Tout est différent dans la situation de conseil en BAC, de par la position de l’agriculteur. Ce qui affecte ce dernier n’est pas une question concernant son activité professionnelle dans une situation à l’arène inchangée, mais :

  • une décision réglementaire, extérieure, modifie profondément l’arène en y injectant l’exigence sociale de respect de normes environnementales; cette exigence qui l’affecte lui revient comme conséquence de ses actes, de la façon dont son activité affecte d’autres groupes sociaux (pollution des nappes) et comme une dimension qui a pu lui rester étrangère (ainsi, CAZ le dit de façon très parlante : « il va être concerné par son exploitation qui est pas aux normes »),

  • proposant une aide pour appliquer cette décision, le conseiller met néanmoins en question la logique qui sous-tend les pratiques culturales de l’agriculteur. C’est donc toute la situation de l’agriculteur et de son exploitation qui est rendue problématique; « problématique » ici est d’ailleurs inapproprié, car dans un premier temps justement, le problème n’est même pas posé (il serait alors à moitié résolu) et on dira plutôt (Dewey) que la situation est « indéterminée, perturbée, troublée ». Elle ne va plus de soi au sens où l’action à entreprendre pour la transformer en situation de nouveau satisfaisante n’apparaît pas d’elle-même. Ce pourquoi, les réactions peuvent osciller entre le refus de voir le problème[9] (et donc de voir le conseiller), la paralysie, avec le sentiment que la situation est devenue impossible, bloquée[10], l’agitation (pester, tempêter, renvoyer le problème sur d’autres acteurs : la SNCF…[11]) et l’acceptation de voir le problème. C’est dire que la construction de cette acceptation constitue parfois la première tâche du conseiller.

En tout état de cause, une telle situation requiert une première activité d’enquête (déterminer le problème et lui trouver des solutions) avant toute autre action : « on va imaginer plusieurs enquêtes de suite ». Une situation professionnelle serait ainsi une situation faisant appel non seulement à l’action, mais à une intelligibilité de la situation dont l’enquête serait le moyen.

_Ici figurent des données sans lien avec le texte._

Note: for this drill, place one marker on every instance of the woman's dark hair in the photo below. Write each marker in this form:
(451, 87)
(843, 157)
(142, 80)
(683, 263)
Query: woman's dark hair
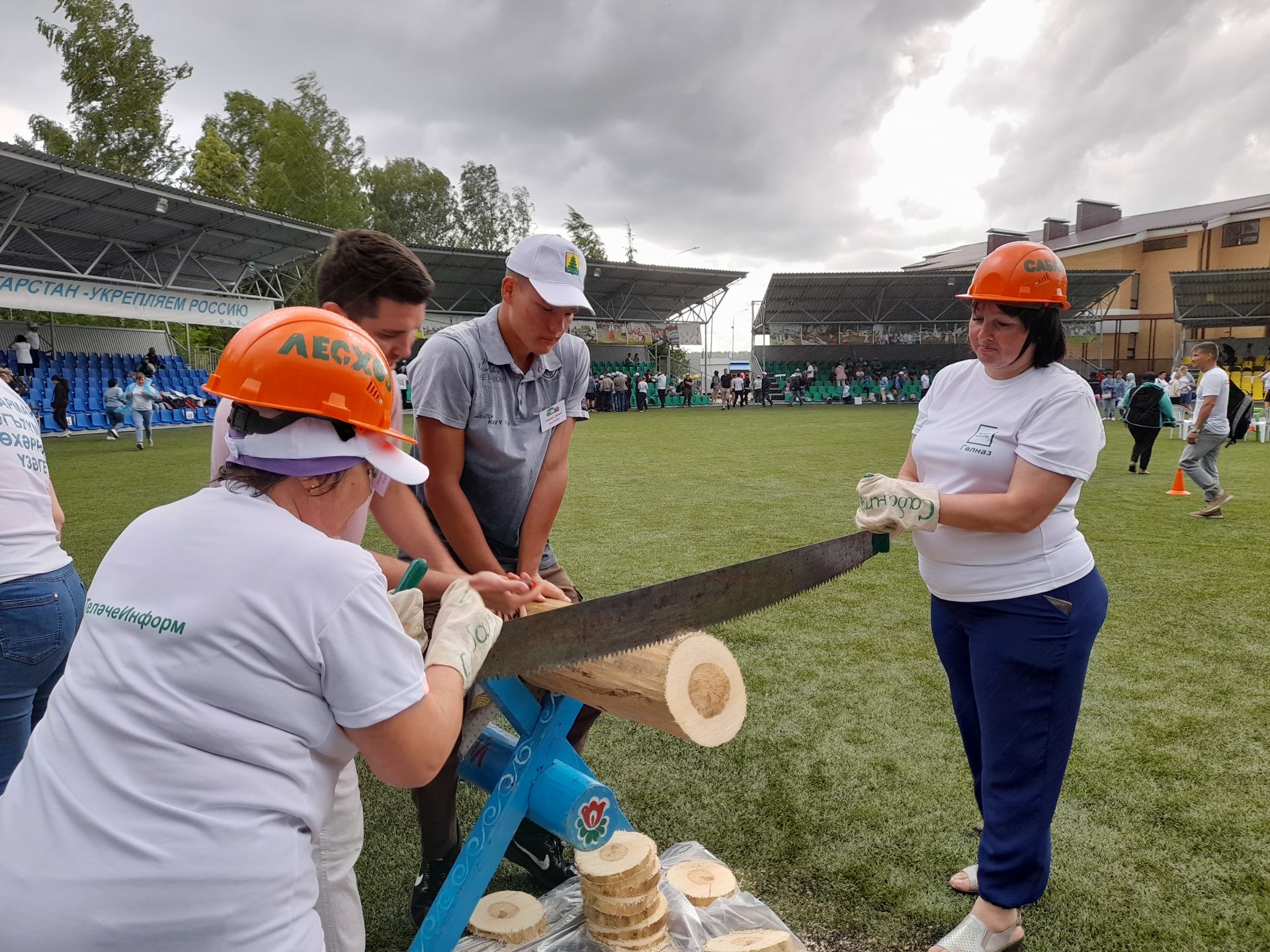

2.4.4 La situation professionnelle de conseil : fondations d’une reconnaissance de la situation

Il faut ici entendre reconnaissance à un double plan : celui que procurent les retrouvailles avec ce que l’on connaît déjà, qui, le cas échéant, permet une lecture de la situation rencontrée; celui qui donne la légitimité que procure le conseillé au conseiller.

Dans sa première acception, la situation professionnelle est représentée, sinon modélisée. Savoyant et Pastré en désignent la structure comme modèle cognitif de la situation (Pastré, 2004), au sens où cette dernière est « ramassée » dans ce qui est à comprendre de la situation et qui est peu ou prou partagé par les professionnels. Cette expression en deux mots - modèle cognitif - traduit ce qui est mobilisé pour faire au mieux dans une situation (par exemple, des relations entre des états et les propriétés de ces relations…). Fruit d’un travail d’élucidation relevant d’un patrimoine partagé, ce modèle est susceptible d’être repris dans des « outils institués « pour apprendre (référentiels, simulateurs,…). Ainsi, chez les conseillers, le modèle cognitif du tour de plaine repose-t-il sur un problème supporté par une procédure, dans laquelle un « topo exposé » reposant sur un équilibre : « connaître son sujet » et « tenir le groupe ». Ainsi précisé, un tel modèle est au fondement de l’activité des professionnels, étiré en de multiples variantes que Savoyant (2006) désigne comme modèles opératifs propres à chaque acteur. Ce qui relie ces deux modèles, c’est la conceptualisation de la situation, générique dans le premier modèle, singulière dans le second. C’est la confrontation itérative de l’un à l’autre qui actualiserait les connaissances de la situation.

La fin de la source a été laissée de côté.